2.2. Environmental Metagenomic Databases

Two environmental metagenomic databases were selected to test our chitinase mining strategy. The first one was CAMERA v2.0 [36] , available at http://camera.calit2.net/, which contains 84 unannotated metagenomic datasets with 135,704,056,943 nucleotide sequences. Six-frame translation of the nucleotide sequences was performed using the EMBOSS Transeq tool available at http://www.ebi.ac.uk/Tools/st/ and a total of 75 Gb of sequences were generated. The second database was IMG/M [26] , available at http://img.jgi.doe.gov/cgi-bin/m/main.cgi/, which includes 364 automatically annotated metagenomic datasets containing 119,059,610 amino acid sequences, making a total of 20 Gb. Database sequences were downloaded to a local server by June 2011.

2.3. Construction of Profiles HMM and Search for Putative Chitinase Homologues

First, multiple sequence alignments were generated for each chitinase reference set (seed alignments) using the default settings (“-auto”) of MAFFT v6.717b program [37] [38] . Alignment visualizations were carried out in Jalview version 2 [39] . The quality of each seed alignment was controlled by manual checking and, in a few cases, manual editing was necessary. Profile HMMs (pHMMs) were then built from each seed alignment using the hmmbuild program of HMMER v3.0 package (http://hmmer.janelia.org/). The 15 pHMMs generated were used to perform sequence database searches with the hmmsearch program also of the HMMER v3.0 package and an e-value threshold of 1.0E−05 against the two environmental databases CAMERA and IMG/M.
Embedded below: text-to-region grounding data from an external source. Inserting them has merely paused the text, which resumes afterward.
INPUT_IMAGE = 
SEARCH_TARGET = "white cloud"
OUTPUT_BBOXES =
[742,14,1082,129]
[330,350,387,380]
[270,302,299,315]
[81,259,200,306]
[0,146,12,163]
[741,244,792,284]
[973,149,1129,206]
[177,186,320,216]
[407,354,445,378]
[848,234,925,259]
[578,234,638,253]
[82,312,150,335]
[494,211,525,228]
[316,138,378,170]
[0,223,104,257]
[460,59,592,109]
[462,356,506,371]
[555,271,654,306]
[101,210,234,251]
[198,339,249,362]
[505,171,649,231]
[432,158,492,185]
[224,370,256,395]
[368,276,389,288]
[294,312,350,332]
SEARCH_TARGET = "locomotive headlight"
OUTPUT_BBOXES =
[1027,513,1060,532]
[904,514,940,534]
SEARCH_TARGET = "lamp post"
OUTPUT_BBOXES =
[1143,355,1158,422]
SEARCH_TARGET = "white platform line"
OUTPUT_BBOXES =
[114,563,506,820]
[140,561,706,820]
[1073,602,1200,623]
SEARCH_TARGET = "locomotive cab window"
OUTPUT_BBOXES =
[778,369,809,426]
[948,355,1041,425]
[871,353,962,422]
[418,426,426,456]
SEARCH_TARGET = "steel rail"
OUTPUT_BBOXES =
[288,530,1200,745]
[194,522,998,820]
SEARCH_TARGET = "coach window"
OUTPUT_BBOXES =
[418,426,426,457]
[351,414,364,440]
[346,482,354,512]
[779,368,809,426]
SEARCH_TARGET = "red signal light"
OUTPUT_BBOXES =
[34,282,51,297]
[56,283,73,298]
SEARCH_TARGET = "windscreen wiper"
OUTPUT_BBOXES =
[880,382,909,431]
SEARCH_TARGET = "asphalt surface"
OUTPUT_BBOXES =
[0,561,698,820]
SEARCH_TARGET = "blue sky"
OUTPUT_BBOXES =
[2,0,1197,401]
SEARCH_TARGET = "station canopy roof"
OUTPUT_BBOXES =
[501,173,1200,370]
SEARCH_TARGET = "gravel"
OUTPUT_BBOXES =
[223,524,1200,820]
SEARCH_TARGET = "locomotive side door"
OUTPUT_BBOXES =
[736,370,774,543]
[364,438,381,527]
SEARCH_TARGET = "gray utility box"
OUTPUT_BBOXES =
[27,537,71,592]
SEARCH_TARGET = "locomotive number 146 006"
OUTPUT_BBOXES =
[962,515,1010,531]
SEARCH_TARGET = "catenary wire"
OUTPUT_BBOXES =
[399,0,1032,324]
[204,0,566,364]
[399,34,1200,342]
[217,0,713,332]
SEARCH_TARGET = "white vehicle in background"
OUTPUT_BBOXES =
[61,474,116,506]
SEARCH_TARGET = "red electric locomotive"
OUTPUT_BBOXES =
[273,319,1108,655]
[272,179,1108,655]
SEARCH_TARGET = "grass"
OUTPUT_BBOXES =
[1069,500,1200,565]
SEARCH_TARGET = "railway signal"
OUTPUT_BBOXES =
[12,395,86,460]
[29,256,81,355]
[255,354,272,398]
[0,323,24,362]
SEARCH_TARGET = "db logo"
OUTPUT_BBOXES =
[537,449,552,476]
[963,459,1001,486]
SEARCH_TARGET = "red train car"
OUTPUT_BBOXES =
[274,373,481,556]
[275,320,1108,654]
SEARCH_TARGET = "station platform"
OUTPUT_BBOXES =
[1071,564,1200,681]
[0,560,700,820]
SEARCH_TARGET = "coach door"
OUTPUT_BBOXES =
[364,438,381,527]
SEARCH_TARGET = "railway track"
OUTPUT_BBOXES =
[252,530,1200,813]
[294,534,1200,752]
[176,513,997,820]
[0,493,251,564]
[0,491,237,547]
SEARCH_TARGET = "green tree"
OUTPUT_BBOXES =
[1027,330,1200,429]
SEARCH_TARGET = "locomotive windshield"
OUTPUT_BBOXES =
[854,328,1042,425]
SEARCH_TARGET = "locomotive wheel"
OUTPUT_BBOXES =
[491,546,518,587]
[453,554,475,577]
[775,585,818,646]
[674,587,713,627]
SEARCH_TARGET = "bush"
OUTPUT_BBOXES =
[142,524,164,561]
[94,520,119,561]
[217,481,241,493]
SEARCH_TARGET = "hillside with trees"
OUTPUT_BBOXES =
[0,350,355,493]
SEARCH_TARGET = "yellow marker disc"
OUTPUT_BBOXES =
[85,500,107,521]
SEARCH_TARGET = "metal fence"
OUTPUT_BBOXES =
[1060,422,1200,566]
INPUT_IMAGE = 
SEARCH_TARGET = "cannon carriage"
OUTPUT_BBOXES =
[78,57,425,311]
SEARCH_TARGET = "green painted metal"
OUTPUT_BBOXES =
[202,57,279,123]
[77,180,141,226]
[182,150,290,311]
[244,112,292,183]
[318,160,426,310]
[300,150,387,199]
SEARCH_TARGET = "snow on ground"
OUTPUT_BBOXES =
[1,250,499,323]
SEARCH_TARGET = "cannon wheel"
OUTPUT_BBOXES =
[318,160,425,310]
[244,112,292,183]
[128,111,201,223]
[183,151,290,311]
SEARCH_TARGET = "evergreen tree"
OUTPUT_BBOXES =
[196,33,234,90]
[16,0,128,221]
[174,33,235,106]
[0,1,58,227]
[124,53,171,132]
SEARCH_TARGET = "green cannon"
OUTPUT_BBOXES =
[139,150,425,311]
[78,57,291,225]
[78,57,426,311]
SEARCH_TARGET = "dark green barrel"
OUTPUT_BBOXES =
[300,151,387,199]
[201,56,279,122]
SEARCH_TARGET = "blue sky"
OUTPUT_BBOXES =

2.4. Mining Strategy Validation

The resulting sequence database searches (described in detail in Section 2.3) were used to extract the best-hit sequences of each metagenomic dataset, that is, the hits which presented the lowest e-value parameter among all the sequences of a metagenomic project. Best-hit sequences were retrieved in a fasta format using fastacmd program of BLAST package [27] [40] and then scanned for the occurrence of chitinase conserved domains/ signatures using both InterPro v4.7 (http://www.ebi.ac.uk/interpro/) and RPS-BLAST v.2.2.21 resources, with a evalue threshold of 1.0E−05. InterPro v4.7 combines predictive models and protein signatures from 10 member databases (Gene3D, PANTHER, Pfam, PIRSF, PRINTS, ProDom, PROSITE, SMART, SUPERFAMILY and TIGRFAMs) [41] and RPS-BLAST v2.2.21 integrates seven conserved domain databases (CDD v2.25, Pfam v.24.0, Smart v.5.1, COG v1.0, KOG, TigrFam v9.0 and Prk v.5.0). These conserved domain and protein signature databases were downloaded from EBI and NCBI on October 2010. InterPro and RPS-BLAST search results were parsed into spreadsheets using an in-house ruby script, and the frequency of the different chitinase conserved domain/signatures was calculated.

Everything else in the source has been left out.